Acetate assimilation and growth curves for C. fritschii PCC 9212. Black lines indicate the cell density and gray lines indicate the acetate concentrations in the medium at different times during the batch growth cycle. A, C. fritschii PCC 9212 growing under standard conditions. B, C. fritschii PCC 9212 growing under low CO₂ conditions (cultures were sparged with air). C, C. fritschii PCC 9212 grown under dark conditions (1% CO₂ in air). The data shown are averages of three biological replicates, and the error bars show the standard deviation. Other details concerning the growth conditions are described under ”Experimental Procedures.“

FIGURE 5.

Verification of the presence of glyoxylate cycle genes (aceBA) in Synechococcus sp. PCC 7002 strain 7002-glyox by PCR. The template DNA was derived from wild-type C. fritschii PCC 9212 (lane 9212), from wild-type Synechococcus sp.
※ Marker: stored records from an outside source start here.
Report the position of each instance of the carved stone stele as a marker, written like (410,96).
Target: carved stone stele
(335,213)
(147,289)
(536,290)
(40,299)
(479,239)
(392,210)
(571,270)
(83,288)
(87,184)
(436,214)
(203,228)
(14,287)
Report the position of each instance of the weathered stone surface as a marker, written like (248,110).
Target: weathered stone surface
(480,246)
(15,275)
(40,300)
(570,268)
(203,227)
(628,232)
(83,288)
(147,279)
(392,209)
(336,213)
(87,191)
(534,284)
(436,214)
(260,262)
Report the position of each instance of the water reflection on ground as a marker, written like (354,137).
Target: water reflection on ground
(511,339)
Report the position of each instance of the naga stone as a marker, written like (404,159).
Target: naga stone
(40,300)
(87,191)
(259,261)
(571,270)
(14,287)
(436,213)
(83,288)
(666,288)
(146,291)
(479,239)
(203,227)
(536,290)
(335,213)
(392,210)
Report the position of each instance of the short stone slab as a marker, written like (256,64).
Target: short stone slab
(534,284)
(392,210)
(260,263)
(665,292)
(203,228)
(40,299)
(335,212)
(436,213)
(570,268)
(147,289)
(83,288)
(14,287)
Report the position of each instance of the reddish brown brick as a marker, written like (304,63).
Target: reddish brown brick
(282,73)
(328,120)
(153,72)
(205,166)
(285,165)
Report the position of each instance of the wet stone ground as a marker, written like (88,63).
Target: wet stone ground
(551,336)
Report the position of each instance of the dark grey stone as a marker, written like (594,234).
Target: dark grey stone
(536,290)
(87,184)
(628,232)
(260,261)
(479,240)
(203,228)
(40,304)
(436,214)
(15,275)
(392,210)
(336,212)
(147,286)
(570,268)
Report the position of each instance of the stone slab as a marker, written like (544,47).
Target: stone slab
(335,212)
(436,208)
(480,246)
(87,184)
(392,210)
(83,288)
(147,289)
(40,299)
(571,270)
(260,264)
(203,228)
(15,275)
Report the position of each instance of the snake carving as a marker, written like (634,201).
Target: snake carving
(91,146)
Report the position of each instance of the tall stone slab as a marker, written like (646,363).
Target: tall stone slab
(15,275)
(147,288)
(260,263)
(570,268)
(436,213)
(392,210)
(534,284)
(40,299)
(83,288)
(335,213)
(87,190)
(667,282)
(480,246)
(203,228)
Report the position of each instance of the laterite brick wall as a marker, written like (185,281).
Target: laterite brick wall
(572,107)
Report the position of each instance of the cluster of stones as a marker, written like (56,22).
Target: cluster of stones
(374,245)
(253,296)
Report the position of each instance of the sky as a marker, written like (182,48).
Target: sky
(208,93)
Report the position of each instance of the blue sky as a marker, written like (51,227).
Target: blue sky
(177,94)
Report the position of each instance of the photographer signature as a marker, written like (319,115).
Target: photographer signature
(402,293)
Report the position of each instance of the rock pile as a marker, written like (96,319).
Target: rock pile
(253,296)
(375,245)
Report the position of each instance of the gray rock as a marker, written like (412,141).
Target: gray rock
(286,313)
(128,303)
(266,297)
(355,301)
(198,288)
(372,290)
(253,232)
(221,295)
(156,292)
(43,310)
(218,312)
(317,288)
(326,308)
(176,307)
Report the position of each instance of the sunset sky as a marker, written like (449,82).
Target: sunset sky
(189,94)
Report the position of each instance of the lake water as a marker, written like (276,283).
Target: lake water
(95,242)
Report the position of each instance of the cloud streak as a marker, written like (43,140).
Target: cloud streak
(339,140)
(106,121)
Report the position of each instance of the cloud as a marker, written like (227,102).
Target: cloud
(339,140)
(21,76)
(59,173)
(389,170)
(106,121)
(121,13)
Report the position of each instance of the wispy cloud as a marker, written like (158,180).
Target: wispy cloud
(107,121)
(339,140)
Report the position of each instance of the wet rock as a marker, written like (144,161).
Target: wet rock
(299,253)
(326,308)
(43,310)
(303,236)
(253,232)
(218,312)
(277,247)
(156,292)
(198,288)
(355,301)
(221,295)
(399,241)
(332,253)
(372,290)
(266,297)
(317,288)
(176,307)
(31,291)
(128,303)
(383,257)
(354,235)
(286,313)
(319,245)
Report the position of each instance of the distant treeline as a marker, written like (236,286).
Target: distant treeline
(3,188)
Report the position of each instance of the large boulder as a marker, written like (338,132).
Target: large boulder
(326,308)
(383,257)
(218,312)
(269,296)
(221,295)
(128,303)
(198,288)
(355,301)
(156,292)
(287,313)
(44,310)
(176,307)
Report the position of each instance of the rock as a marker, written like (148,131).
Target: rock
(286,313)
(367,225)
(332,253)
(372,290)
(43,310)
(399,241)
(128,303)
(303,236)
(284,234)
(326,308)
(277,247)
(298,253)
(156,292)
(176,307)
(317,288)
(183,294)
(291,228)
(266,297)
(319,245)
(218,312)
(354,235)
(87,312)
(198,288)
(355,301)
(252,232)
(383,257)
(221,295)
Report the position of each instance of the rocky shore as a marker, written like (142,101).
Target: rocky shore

PCC 7002 (lane 7002), and from the recombinant strain 7002-glyox (lane 7002-glyox), which has the aceBA genes from C. fritschii PCC 9212 inserted in plasmid pAQ1-Ex as described under ”Experimental Procedures.“

FIGURE 6.

Acetate assimilation and growth analysis of Synechococcus sp. PCC 7002. Black lines indicate cell density and gray lines indicate the acetate concentrations in the medium at different growth stages. A, Synechococcus sp. PCC 7002 grown under standard conditions; B, Synechococcus sp. PCC 7002 growing under low light conditions; C, Synechococcus sp. PCC 7002 growing under dark conditions; D, Synechococcus sp. PCC 7002 growing under low CO₂ conditions. WT, wild type Synechococcus sp. PCC 7002; 7002-glyox, Synechococcus sp. PCC 7002 strain with aceBA genes of C. fritschii PCC 9212 expressed from pAQ1. The data shown are averages of three biological replicates, and the error bars show the S.D.

FIGURE 7.

Relative transcript abundances for mRNAs in C. fritschii PCC 9212 grown with or without acetate. A, gene neighborhood around the glyoxylate cycle genes. Numbers above each gene indicate the fold-difference of mRNA abundance in cells grown with acetate compared with cells grown without acetate. B, scatter plot showing the relative abundance of all the mRNAs under growth conditions without acetate (9212) or with acetate (9212A). Gray lines indicate a 2-fold increase or 50% decrease in mRNA level. aceA, isocitrate lyase; aceB, malate synthase; phaA, acetyl-CoA acetyltransferase; phaB, acetoacetyl-CoA reductase; phaE, poly(R)-hydroxyalkanoic acid synthase, class III, PhaE subunit; phaC, poly(R)-hydroxyalkanoic acid synthase, class III, PhaC subunit; phaZ, poly(3-hydroxybutyrate) depolymerase; ppsA, phosphoenolpyruvate synthase.

FIGURE 8.

Accumulation of PHB in C. fritschii PCC 9212. PHB contents of C. fritschii PCC 9212 were monitored as a function of batch growth under standard conditions for C. fritschii PCC 9212. The bars indicate the total cell dry weight (CDW), and the black portions of the bars show the PHB content at different growth stages. This information is also plotted to emphasize the kinetics of PHB production. In the absence of added acetate, PHB accounted for ∼5% of total CDW. The inset shows that CDW changed only slightly when 10 mm acetate was added to the medium, but PHB accumulated to a much higher level, ∼15% of total CDW. The data shown are averages of three biological replicates, and the error bars show the S.D.